Saturday, May 20, 2023

something about “Better Living Through Criticism” by A.O. Scott

After Roger Ebert died in 2013, A.O. Scott at The New York Times became probably the most respected and read movie critic in America. In 2017, he published a thoughtful book on criticism, Better Living Through Criticism: How to Think About Art, Pleasure, Beauty, and Truth. A central idea in Scott's book is that all art is criticism.

I enjoyed Scott's exercises of criticism using selected works of art and writing.
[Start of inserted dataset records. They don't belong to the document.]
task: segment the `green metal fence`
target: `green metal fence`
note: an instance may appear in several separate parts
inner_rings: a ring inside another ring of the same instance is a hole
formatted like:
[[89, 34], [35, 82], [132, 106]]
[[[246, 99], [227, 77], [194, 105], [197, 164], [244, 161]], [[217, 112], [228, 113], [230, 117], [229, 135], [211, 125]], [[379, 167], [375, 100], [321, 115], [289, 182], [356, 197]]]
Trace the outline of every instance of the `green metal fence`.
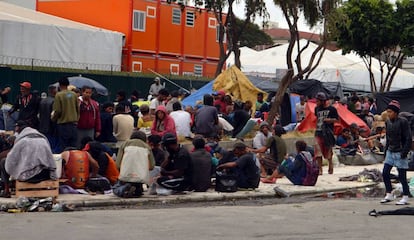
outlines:
[[[19, 92], [19, 83], [23, 81], [29, 81], [32, 83], [32, 90], [39, 92], [47, 92], [47, 87], [56, 83], [59, 78], [63, 76], [77, 76], [78, 73], [74, 72], [54, 72], [54, 71], [38, 71], [38, 70], [21, 70], [13, 69], [9, 67], [0, 66], [0, 88], [11, 87], [12, 92], [9, 94], [9, 101], [13, 102], [17, 97]], [[96, 80], [97, 82], [104, 85], [108, 88], [109, 96], [99, 97], [98, 101], [113, 101], [115, 95], [119, 90], [124, 90], [127, 93], [127, 96], [131, 94], [133, 90], [137, 90], [141, 93], [140, 97], [146, 98], [148, 95], [148, 90], [150, 85], [153, 82], [155, 76], [126, 76], [115, 75], [112, 73], [108, 74], [96, 74], [96, 73], [82, 73], [82, 76]], [[171, 79], [175, 84], [185, 88], [198, 89], [207, 83], [207, 80], [193, 80], [185, 77], [179, 78], [174, 76], [174, 79]], [[178, 87], [174, 84], [165, 81], [166, 88], [169, 91], [178, 90]]]

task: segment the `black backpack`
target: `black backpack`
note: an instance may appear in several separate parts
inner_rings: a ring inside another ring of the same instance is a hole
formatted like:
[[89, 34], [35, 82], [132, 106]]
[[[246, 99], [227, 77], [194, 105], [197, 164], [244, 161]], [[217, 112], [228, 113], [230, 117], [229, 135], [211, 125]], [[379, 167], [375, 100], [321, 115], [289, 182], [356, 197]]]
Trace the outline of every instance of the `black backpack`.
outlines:
[[216, 171], [217, 192], [236, 192], [237, 174], [232, 171]]

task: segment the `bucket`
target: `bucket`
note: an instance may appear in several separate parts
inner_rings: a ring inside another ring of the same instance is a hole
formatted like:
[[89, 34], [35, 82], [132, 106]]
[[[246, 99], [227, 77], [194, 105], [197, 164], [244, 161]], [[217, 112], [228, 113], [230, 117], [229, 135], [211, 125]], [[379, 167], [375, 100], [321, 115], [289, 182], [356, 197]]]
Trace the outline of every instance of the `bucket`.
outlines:
[[55, 159], [56, 163], [56, 177], [59, 179], [62, 177], [62, 155], [53, 154], [53, 158]]

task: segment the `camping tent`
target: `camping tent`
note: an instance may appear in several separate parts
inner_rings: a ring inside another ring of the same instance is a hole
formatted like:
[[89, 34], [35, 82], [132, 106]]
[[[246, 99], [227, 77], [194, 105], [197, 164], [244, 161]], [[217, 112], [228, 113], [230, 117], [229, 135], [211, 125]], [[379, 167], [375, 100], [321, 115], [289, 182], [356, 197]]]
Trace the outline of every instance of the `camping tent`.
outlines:
[[324, 92], [329, 97], [343, 97], [341, 84], [325, 82], [316, 79], [298, 80], [289, 86], [291, 93], [315, 97], [318, 92]]
[[267, 95], [266, 92], [255, 87], [236, 66], [232, 66], [217, 76], [214, 81], [207, 83], [195, 93], [183, 99], [182, 104], [184, 106], [195, 106], [197, 101], [203, 100], [204, 94], [211, 94], [215, 90], [224, 90], [227, 94], [232, 95], [233, 99], [243, 102], [250, 100], [252, 103], [256, 102], [257, 93], [262, 92], [265, 98]]
[[[306, 40], [300, 41], [301, 46], [306, 44]], [[263, 51], [251, 51], [241, 48], [240, 61], [241, 70], [248, 75], [283, 75], [286, 72], [286, 52], [288, 44], [283, 44]], [[316, 44], [309, 43], [309, 47], [302, 53], [302, 62], [307, 63], [312, 56]], [[246, 53], [245, 53], [246, 52]], [[294, 49], [293, 58], [297, 55], [297, 48]], [[234, 57], [229, 57], [228, 63], [233, 64]], [[297, 69], [294, 69], [295, 73]], [[375, 74], [378, 74], [377, 71]], [[318, 79], [321, 82], [339, 82], [342, 87], [355, 89], [358, 91], [370, 91], [369, 74], [361, 61], [355, 61], [328, 49], [318, 65], [310, 74], [310, 78]], [[377, 78], [379, 79], [379, 78]], [[397, 71], [392, 89], [409, 88], [414, 85], [414, 74]]]
[[402, 112], [414, 113], [414, 88], [375, 94], [377, 112], [385, 111], [391, 100], [398, 100]]
[[[363, 128], [365, 131], [368, 131], [367, 134], [369, 134], [370, 129], [368, 125], [364, 121], [362, 121], [362, 119], [360, 119], [357, 115], [349, 111], [347, 107], [341, 104], [338, 104], [338, 103], [335, 103], [333, 106], [336, 108], [336, 110], [338, 111], [338, 115], [339, 115], [339, 122], [334, 124], [335, 135], [341, 134], [342, 129], [349, 128], [349, 126], [352, 123], [356, 123], [359, 128]], [[316, 126], [315, 107], [316, 107], [315, 100], [309, 100], [306, 103], [305, 119], [298, 126], [299, 132], [306, 132], [308, 130], [315, 129], [315, 126]]]
[[120, 71], [123, 38], [0, 1], [0, 64]]

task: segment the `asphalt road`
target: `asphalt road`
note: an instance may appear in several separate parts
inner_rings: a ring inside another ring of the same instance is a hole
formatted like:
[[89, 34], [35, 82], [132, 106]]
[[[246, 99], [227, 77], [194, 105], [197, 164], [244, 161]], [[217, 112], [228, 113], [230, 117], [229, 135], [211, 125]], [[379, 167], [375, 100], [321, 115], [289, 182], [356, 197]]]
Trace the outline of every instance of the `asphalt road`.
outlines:
[[371, 217], [379, 198], [291, 203], [1, 213], [0, 239], [412, 239], [412, 216]]

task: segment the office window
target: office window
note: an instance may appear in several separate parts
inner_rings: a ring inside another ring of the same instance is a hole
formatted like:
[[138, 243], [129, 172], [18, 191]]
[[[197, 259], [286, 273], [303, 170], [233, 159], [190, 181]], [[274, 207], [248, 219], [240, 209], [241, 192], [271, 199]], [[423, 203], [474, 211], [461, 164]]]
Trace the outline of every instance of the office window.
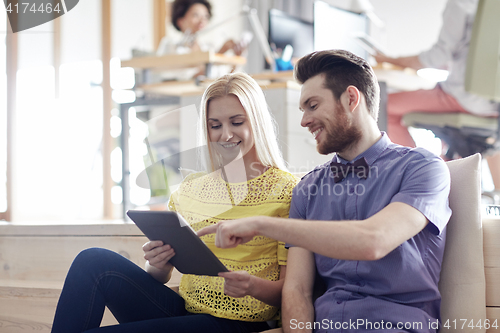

I did not enjoy the dialectic chapters; these were supposed to be funny, but Scott's humor is stale.

Notes:

  • Scott shoehorns a quote from Greek poet Hesiod into this thing—it is completely unnecessary, but I read it a couple times to savor its prose: “Never by daytime will there be an end to work and pain, nor in the night to weariness, when the gods will send anxieties to trouble us.”
  • Scott stopped reviewing movies in March 2023 and started writing for The New York Times Book Review.
  • He attracted haters (and defenders) online after publishing an indifferent review of Marvel's “The Avengers” in May 2012. Indiscriminate actor Samuel L. Jackson led the attack.
  • Scott's review of "Joker" was much more negative than “The Avengers.” But I enjoyed "Joker."